De blik voor het weznlijke

Beste vrienden,

Het moet in mijn jeugdjaren toch wel erg in de mode zijn geweest. In elk geval herinner ik me nog zeer goed aan mijn crèmekleurige winterjas uit kameelhaar.  Hoe oud was ik toen? Vijf, misschien ten hoogste zes jaar? De foto’s van toen zijn al lang verbleekt, en toch krijg ik nog altijd dat beeld voor ogen wanneer ik het evangelie van vandaag hoor. Wanneer er daar verteld wordt dat Johannes een kameelharen mantel droeg, dan denk ik onwillekeurig aan mijn kameelharen mantel van toen. Dat is natuurlijk totale onzin. De kleding van Johannes de Doper heeft uiteraard niets te maken met die kameelharen winterjas uit mijn jeugd.
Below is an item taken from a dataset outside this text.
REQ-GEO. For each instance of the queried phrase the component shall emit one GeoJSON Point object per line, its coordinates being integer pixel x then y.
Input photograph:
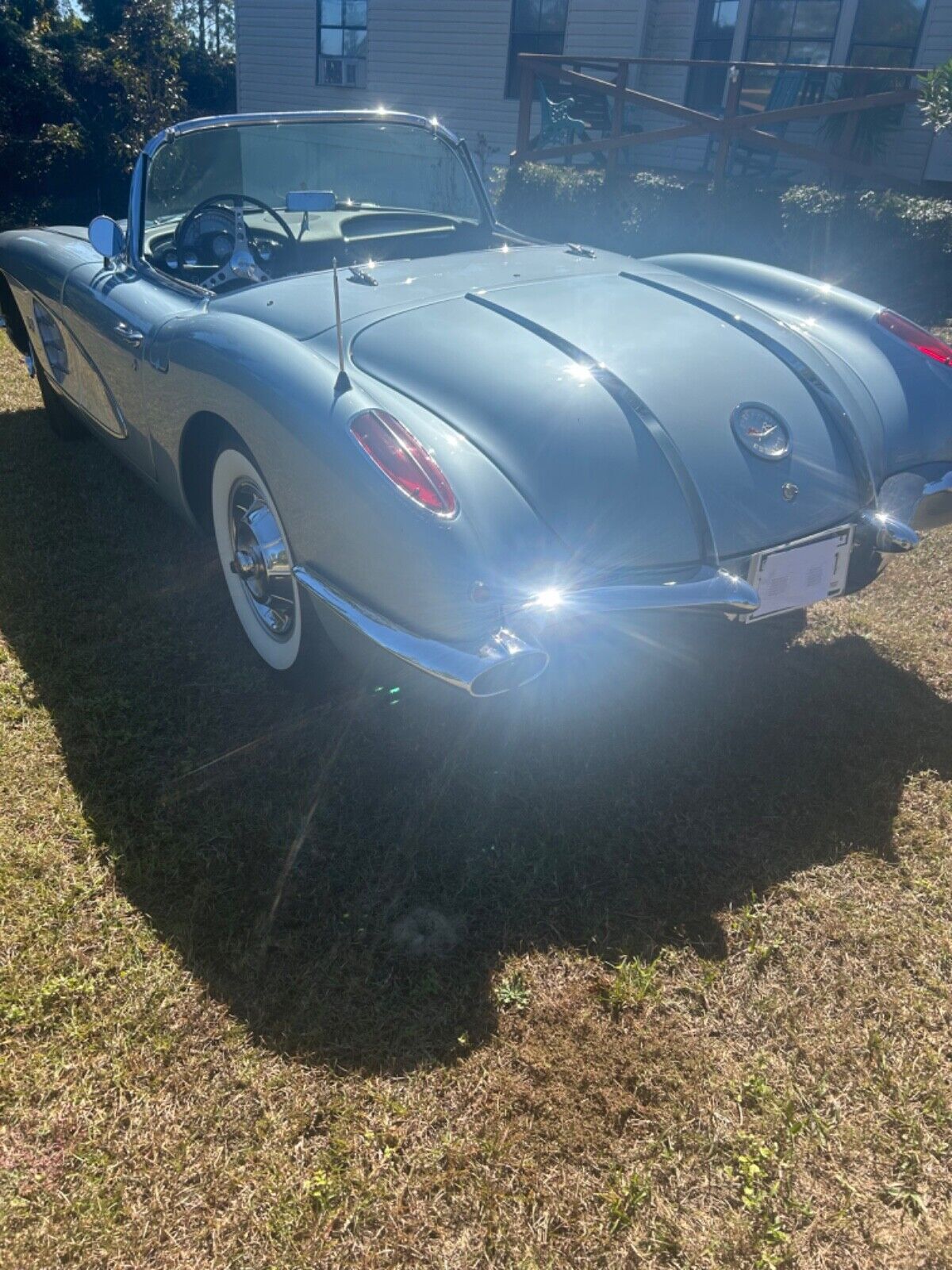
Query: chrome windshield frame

Maar wat kan ik eraan doen? Er zijn van die beelden die zo diep in uzelf gebakken zijn, dat ze altijd weer in u opkomen. Beelden zijn veel machtiger dan wat ook. Jullie zullen dat ook wel kennen. Wanneer we bepaalde verhalen horen, of wanneer er over bepaalde personen verteld wordt, dan komen er bij ons altijd weer dezelfde beelden naar boven.

Wanneer er over de figuur van Johannes De Doper wordt verteld moet ik bijvoorbeeld altijd aan de Johannes op het altaar van Isenheim in de Elzas denken – één van de mooiste afbeeldingen van Johannes überhaupt. Hij staat daar afgebeeld, gekleed in zijn kameelharen mantel en met een opengeslagen Bijbelboek in zijn linkerhand; met zijn rechterhand wijst hij naar de gekruisigde Christus. Anderen denken misschien aan de Johannes uit de verfilming van het evangelie door de onlangs in juni overleden Franco Zeffirelli, een film die bij velen de gebeurtenissen van toen in hun geheugen heeft geplaatst.

Hoe begrijpelijk en behulpzaam die beelden ook allemaal zijn, met de echte historische gebeurtenissen hebben ze al even weinig gemeen als mijn kameelharen jas met het kledingstuk dat Johannes toen droeg. Beelden zijn behulpzaam, maar ze houden je ook gevangen, en soms leiden ze onze blik ook af van het wezenlijke. Dat geldt vooral voor de Advent en voor de Kersttijd. Want die zijn overvol van beelden uit onze kindertijd.

Advent, dat zijn adventskalenders, adventskransen, kaarsen en bloemstukjes. Bij Kerstmis hoort de kribbe, de kerstboom met zijn vele kerstballen en lichtjes. Allemaal dingen die we koesteren en die voor ons belangrijk zijn, maar die met de echte gebeurtenissen in de advent en kersttijd ook even weinig van doen hebben als mijn kameelharen mantel met Johannes de Doper.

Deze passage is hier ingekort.